電力の大市場を抱える東京湾岸の工業地帯に、発電能力49MWの木質バイオマス発電所が営業運転を開始した。昭和シェル石油グループが製油所の跡地に建設した発電所で、電力事業を拡大する戦略の一環だ。燃料は海外から輸入する木質ペレットとパームヤシ殻を利用する。
昭和シェル石油グループが「京浜バイオマス発電所」の営業運転を11月2日に開始した(図1)。発電能力は49MW(メガワット)に達して、国内で稼働中の木質バイオマス発電所では最大級だ。年間の発電量は3億kWh(キロワット時)を予定している。一般家庭の使用量(年間3600kWh)に換算すると8万3000世帯分に相当する。

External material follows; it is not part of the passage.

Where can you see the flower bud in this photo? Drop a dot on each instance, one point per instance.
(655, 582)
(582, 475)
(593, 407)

発電所が立地する神奈川県の川崎市は政令指定都市で、大きな電力需要を抱えている。人口は146万人、総世帯数は70万世帯にのぼる。その1割以上の家庭の電力需要をカバーできる発電量になる。発電した電力は再生可能エネルギーの固定価格買取制度を通じて売電する計画だ。

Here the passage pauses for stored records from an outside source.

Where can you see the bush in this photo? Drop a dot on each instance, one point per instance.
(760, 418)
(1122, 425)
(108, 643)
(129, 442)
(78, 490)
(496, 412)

燃料には海外から輸入する木質ペレットとパームヤシ殻(PKS)を利用する(図2)。固定価格買取制度の買取価格は1kWhあたり24円(税抜き)になり、年間の売電収入は72億円を見込める。昭和シェル石油が100%出資する「京浜バイオマスパワー」が発電事業を担当する。売電先は新電力でもある昭和シェル石油になるとみられる。
バイオマス発電の中核設備になるボイラーには、JFEエンジニアリングの「循環流動層(CFB:Circulating Fluidized Bed)」方式を採用した。バイオマス発電用のボイラーは燃料の種類と発電能力の大きさによって3種類の方式がある(図3)。このうちCFB方式のボイラーは木質ペレットやPKSを燃料に使うことができて、しかも10MW以上の発電能力に対応できる高い発熱量を得られる点が特徴だ。
CFB方式は砂状の流動媒体をボイラー内で循環させながら、他の方式よりも少ない空気を使って高効率で熱を発生させることができる(図4)。木質バイオマス発電所で10MW以上の場合にはCFB方式が標準的に使われている。